Recognizing Deterioration in a Person’s Mental Health: What are the Warning Signs?

There are many challenges in modern life, and, being emotional animals, we exhibit a range of responses to these challenges: some logical, some less so; some healthy, some unhealthy. It can be hard to know at times which is which, and to what extent reactions in those we care for represent a healthy, emotional psyche (sadness after a break-up, for instance) and which might be indicative of a deeper-rooted, potentially pathological issue which might benefit from professional psychiatric or medical intervention.

People often report a sort of general feeling that something is not right with a friend, colleague, or loved one, before a more acute breakdown or diagnosis, so do go with your gut instinct on this sort of thing. As a general rule, it is always better to flag something that isn’t there than to ignore something that is, so if possible err on the side of over-sensitivity towards people in your life, especially if you can think of a reason that their mental health might be particularly struggling at the moment. 

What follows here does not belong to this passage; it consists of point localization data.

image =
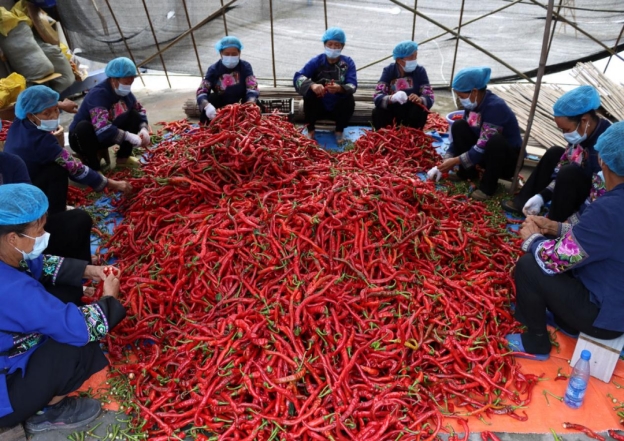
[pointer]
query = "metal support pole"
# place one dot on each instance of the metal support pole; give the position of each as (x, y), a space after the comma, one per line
(414, 22)
(272, 43)
(125, 42)
(188, 20)
(224, 20)
(325, 9)
(538, 83)
(617, 43)
(461, 17)
(476, 46)
(162, 59)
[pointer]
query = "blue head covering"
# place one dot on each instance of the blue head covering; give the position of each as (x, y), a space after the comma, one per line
(577, 102)
(404, 49)
(21, 204)
(35, 99)
(121, 67)
(228, 41)
(335, 34)
(610, 147)
(471, 78)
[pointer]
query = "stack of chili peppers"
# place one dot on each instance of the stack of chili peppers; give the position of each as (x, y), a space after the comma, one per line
(277, 291)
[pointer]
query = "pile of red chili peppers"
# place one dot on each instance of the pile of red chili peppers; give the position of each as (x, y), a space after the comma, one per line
(277, 291)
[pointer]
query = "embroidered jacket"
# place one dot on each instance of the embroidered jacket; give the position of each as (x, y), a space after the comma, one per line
(391, 82)
(29, 315)
(492, 116)
(593, 250)
(12, 169)
(38, 149)
(233, 85)
(101, 106)
(319, 71)
(582, 154)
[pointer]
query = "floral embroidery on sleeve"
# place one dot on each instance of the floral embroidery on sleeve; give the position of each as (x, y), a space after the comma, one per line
(97, 325)
(559, 255)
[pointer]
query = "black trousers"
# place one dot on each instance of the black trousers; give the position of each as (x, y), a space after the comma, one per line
(54, 369)
(85, 142)
(53, 180)
(408, 114)
(314, 110)
(572, 186)
(499, 159)
(564, 295)
(70, 234)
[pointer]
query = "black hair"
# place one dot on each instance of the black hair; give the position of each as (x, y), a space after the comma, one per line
(577, 119)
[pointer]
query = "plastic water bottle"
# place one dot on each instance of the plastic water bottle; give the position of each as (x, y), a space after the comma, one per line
(577, 385)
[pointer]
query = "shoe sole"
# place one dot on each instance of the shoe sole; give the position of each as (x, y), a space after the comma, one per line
(50, 426)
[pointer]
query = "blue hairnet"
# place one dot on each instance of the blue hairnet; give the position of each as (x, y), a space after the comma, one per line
(335, 34)
(21, 204)
(471, 78)
(577, 102)
(610, 147)
(229, 41)
(404, 49)
(35, 99)
(121, 67)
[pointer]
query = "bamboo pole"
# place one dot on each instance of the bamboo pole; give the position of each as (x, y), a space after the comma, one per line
(185, 33)
(123, 38)
(272, 43)
(188, 20)
(162, 59)
(538, 83)
(476, 46)
(461, 16)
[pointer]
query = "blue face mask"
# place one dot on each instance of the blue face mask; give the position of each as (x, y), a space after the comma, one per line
(48, 125)
(332, 53)
(123, 89)
(410, 65)
(230, 61)
(41, 243)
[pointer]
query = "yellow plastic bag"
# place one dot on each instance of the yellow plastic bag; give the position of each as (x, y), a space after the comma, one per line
(10, 88)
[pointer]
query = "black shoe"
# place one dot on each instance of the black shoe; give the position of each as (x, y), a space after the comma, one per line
(68, 414)
(509, 207)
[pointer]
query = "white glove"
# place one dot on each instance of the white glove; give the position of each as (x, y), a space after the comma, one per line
(133, 139)
(210, 111)
(399, 97)
(144, 135)
(434, 174)
(533, 205)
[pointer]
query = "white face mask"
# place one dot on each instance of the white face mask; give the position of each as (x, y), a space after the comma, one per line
(123, 89)
(230, 61)
(410, 65)
(467, 104)
(41, 243)
(575, 138)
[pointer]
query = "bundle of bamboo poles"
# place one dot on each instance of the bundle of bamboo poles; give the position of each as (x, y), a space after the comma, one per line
(611, 94)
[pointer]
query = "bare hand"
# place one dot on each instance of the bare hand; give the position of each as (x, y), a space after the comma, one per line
(545, 225)
(319, 90)
(529, 228)
(448, 164)
(68, 106)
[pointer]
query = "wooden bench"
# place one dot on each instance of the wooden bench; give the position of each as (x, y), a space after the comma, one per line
(605, 354)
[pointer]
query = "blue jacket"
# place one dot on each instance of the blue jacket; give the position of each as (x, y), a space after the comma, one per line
(12, 169)
(593, 250)
(233, 85)
(101, 106)
(393, 81)
(29, 315)
(38, 148)
(492, 116)
(319, 71)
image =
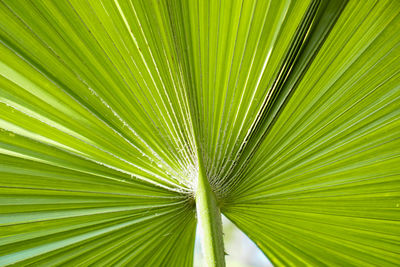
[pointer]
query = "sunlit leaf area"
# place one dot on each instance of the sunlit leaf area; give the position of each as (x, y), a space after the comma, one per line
(112, 110)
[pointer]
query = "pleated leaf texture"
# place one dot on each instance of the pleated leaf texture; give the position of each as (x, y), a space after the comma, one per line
(294, 106)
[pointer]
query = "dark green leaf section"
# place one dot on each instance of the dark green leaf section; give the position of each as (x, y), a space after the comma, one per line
(323, 188)
(312, 31)
(107, 108)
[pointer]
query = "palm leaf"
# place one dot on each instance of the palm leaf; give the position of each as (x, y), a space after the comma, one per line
(118, 117)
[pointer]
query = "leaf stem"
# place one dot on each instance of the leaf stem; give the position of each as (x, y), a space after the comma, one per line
(209, 219)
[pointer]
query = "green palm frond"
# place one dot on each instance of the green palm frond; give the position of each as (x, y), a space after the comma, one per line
(125, 122)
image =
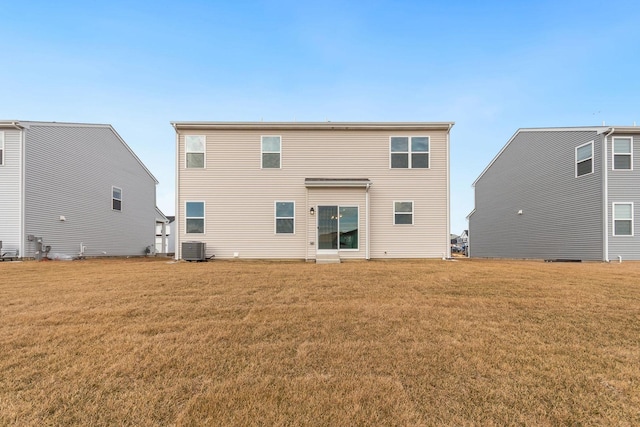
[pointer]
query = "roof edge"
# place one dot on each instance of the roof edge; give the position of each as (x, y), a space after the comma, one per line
(314, 125)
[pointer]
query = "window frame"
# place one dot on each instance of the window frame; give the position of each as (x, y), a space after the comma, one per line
(114, 199)
(263, 152)
(630, 153)
(276, 217)
(614, 219)
(203, 218)
(410, 151)
(203, 152)
(592, 158)
(412, 213)
(2, 150)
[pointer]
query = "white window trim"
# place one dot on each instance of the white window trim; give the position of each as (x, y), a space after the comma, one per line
(428, 152)
(204, 218)
(413, 215)
(613, 153)
(613, 216)
(593, 167)
(270, 152)
(276, 217)
(2, 151)
(204, 151)
(113, 187)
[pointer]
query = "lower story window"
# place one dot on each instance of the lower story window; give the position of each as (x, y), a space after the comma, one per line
(285, 217)
(116, 198)
(195, 217)
(403, 213)
(623, 219)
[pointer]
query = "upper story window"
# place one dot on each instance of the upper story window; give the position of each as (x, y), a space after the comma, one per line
(402, 213)
(271, 152)
(409, 152)
(116, 198)
(195, 217)
(1, 148)
(622, 153)
(623, 219)
(584, 159)
(194, 150)
(285, 218)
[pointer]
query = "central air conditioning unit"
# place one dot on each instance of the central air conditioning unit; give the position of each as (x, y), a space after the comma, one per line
(193, 251)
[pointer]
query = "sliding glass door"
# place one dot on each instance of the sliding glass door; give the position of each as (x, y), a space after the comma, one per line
(337, 227)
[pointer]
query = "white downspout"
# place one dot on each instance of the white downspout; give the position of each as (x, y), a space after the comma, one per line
(605, 204)
(448, 236)
(21, 244)
(178, 219)
(366, 242)
(308, 219)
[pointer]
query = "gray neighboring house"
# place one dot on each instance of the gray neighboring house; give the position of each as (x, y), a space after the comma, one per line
(76, 188)
(560, 193)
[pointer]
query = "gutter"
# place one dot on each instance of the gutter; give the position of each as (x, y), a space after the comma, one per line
(605, 202)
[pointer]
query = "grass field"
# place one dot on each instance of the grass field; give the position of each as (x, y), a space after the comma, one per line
(150, 342)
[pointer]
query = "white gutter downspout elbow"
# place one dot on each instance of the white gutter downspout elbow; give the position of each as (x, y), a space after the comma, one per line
(605, 203)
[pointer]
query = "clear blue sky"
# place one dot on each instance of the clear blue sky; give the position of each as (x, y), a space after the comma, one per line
(492, 67)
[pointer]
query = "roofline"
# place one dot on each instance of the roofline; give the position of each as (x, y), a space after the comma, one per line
(598, 129)
(314, 125)
(24, 124)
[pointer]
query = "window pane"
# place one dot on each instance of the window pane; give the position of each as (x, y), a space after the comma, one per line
(585, 152)
(622, 228)
(419, 160)
(195, 225)
(270, 160)
(194, 143)
(420, 143)
(622, 211)
(284, 226)
(271, 143)
(195, 209)
(404, 219)
(622, 161)
(284, 209)
(195, 160)
(399, 160)
(400, 143)
(584, 167)
(622, 146)
(404, 206)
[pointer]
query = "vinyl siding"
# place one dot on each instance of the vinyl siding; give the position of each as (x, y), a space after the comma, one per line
(10, 194)
(624, 187)
(561, 213)
(239, 195)
(70, 171)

As a bare minimum, it is widely accepted that if changes in someone’s mental state are concretely affecting that person’s day-to-day life and ability to function, then it is certainly time to step in, or enlist someone who can. To aid you in this, here is a brief (non-exhaustive) summary of some of the most common symptoms of a mental health breakdown.

Mood Changes

These are often difficult to recognize in yourself, let alone in other people, and thus it is important to check in regularly with both yourself (through mindfulness, meditation, and so on), and those you care about and are close to – through conversation, body language, and picking up on often subtle cues that there has been an out of character and persistent change to their mood. A prolonged period of sadness, anger, or irritability – especially if there seems to be no obvious cause for such a mood shift – is often indicative of an underlying mental health issue, for example. In a similar vein, rapidly changing mood (particularly from euphoric highs, or mania, to lethargic lows, often indicative of depressive tendencies) are another typical indicator that something is neurochemically wrong.

Behavioral Changes

Much easier to observe, and often reflective of underlying mood changes, are the sometimes radical changes in behavior that are exhibited sometimes by people struggling with their mental health. Often, this is “acting out” in some way: substance abuse, unprotected sex, and a general disregard for one’s own safety are often a cry for help in one way or another, especially if out of character. Other ways in which self-destructive tendencies can also manifest themselves are physically – self-harm, and in extreme cases attempted suicide, for instance – and socially, with a person withdrawing from people, relationships, or activities that they would normally cherish or enjoy.

Physical Changes

Mental ill-health can cause disorder in many of the basic physical processes we engage in as healthy mammals. Changes in appetite, sex drive, and ability to sleep (including just a shake-up in sleep patterns) could all be indicative of changes to someone’s mental state, so keep an eye on these indicators. In a more acute sense (indeed, these signs often merit an emergency medical response), mental ill-health can bring on physical symptoms including increased heart rates, dizziness, migraines, sweating, and gastro-intestinal distress.

How to Help Someone Who is Struggling

Just like in cases relating to physical health issues, assistance should always be sought from a medical professional (someone with the requisite BSN to PMHNP online degree, for instance) rather than unqualified sources. While advice from friends can be useful, it is more often than not support that people struggling need, rather than solutions – leave these to those with clinical experience, and access to the most up to date medicine and research. 

That is not to say, however, that you should not take an active interest in the mental health of those close to you. Engage with them, if you believe them to be exhibiting any of the symptoms outlined above, and work with them to help find a viable, long-term solution to their issues. Remember to check in regularly, and listen to them, offering compassion, empathy, and respect.